It’s rather erroneous, the amount my family spends. Money, time, energy— all so I will have a legacy to uphold. I hated it growing up. My equally rich friends, but unequally famous compared to the shadow-life I have to live.Self-preservation, my father called it. After the Luciano clan took over our reign of New York, my life spun on its head, and I’ve been even more confined since. Out of control of my own life.

I used to be envious of the brighter sheen of glamor in my friends' worlds, known for their careers in the entertainment industry— models, actors, musicians. I could never have that life, even if I aspired to it.

Being a mafia child is far less exciting— strange, I know. You’d think guns in every inch of your house, mysterious guests coming and going, and a deeply distorted version of reality because of your sickening amount of wealth would be enough to keep a girl on her toes. But if anything, it makes me even more desperate to flee from it.

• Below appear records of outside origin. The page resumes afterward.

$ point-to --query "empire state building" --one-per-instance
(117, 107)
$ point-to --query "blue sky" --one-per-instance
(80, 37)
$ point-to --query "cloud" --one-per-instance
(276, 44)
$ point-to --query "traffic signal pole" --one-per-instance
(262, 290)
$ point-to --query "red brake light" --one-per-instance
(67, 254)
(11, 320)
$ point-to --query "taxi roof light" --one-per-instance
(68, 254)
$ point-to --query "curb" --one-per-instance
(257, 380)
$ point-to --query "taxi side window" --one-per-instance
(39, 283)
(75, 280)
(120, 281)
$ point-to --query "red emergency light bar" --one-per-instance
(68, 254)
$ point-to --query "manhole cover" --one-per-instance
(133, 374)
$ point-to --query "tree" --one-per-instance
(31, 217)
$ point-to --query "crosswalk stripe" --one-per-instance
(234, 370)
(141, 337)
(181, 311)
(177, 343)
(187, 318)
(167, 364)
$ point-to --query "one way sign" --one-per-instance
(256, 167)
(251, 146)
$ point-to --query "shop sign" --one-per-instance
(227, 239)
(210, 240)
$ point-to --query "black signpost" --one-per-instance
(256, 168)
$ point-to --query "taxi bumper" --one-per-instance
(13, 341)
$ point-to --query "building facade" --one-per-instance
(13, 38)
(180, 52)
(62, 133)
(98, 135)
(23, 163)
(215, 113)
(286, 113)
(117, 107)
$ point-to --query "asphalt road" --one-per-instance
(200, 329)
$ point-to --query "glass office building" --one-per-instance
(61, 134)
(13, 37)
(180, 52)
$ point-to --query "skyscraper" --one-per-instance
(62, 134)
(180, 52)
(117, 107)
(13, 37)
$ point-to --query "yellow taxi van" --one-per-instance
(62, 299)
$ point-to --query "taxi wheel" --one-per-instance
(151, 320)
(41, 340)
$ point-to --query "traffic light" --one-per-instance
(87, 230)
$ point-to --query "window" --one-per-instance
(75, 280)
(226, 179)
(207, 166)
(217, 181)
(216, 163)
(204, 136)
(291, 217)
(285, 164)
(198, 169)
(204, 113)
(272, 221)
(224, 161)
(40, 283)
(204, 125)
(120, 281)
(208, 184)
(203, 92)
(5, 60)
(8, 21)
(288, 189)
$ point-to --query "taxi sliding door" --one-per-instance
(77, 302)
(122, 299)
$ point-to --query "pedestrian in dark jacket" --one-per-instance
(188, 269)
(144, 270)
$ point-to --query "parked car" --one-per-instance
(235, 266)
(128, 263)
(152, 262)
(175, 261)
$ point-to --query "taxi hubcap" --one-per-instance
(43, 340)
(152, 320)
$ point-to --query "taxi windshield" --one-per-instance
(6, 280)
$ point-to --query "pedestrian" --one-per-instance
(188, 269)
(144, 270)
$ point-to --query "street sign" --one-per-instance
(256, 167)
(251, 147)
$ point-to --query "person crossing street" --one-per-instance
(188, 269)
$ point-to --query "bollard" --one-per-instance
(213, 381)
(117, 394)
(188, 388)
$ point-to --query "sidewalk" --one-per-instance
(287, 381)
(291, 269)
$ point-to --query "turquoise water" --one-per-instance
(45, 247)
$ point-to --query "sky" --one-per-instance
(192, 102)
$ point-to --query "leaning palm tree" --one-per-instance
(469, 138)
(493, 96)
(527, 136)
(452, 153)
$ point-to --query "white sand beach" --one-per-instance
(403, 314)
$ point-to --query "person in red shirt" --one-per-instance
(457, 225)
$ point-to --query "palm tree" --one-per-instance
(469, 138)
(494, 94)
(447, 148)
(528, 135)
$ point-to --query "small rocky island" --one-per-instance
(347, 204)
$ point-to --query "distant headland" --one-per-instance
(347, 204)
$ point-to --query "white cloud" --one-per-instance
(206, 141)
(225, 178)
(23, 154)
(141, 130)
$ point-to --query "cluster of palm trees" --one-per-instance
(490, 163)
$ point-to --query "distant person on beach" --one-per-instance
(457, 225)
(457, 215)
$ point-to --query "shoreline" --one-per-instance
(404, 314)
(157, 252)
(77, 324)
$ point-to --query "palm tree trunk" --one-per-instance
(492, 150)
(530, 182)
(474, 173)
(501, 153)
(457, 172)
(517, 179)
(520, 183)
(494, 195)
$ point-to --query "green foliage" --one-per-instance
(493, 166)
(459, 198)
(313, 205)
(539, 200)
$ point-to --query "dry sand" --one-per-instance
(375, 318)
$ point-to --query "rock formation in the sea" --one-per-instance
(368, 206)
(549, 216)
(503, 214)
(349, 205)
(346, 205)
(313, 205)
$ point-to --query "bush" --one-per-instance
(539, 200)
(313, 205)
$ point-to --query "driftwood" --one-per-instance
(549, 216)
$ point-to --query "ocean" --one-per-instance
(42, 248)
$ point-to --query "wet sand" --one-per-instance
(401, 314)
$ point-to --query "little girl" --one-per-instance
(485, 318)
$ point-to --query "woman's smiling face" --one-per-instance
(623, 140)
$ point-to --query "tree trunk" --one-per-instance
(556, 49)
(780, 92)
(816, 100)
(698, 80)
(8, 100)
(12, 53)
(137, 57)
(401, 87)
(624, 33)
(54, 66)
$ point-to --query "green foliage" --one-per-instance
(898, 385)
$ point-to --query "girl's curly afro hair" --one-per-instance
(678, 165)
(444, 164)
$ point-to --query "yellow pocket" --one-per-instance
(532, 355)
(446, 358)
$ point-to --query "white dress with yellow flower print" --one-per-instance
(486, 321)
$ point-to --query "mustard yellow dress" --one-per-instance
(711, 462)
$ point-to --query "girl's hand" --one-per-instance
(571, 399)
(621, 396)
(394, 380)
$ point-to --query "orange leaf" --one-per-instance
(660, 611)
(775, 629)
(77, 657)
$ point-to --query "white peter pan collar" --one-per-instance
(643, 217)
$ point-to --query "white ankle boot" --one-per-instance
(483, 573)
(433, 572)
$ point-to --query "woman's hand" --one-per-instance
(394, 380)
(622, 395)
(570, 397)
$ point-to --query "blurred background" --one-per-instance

That’s why sitting in Harvest— a fine dining restaurant on the bay near Harvard University— waiting for the son of the most predominant gang family in the world gives me no tingles of excitement whatsoever. I know why I’m here. To form an alliance with Antonio San Giovanni. It’s a business deal. One that ensures we can take back New York from the Luciano clan.

“The power his family possesses is truly unmatched, so to be in their good graces is an honor,” my mother had said, smiling at me before I left Malibu for Massachusetts. (Even saying that sounds horribly underwhelming.)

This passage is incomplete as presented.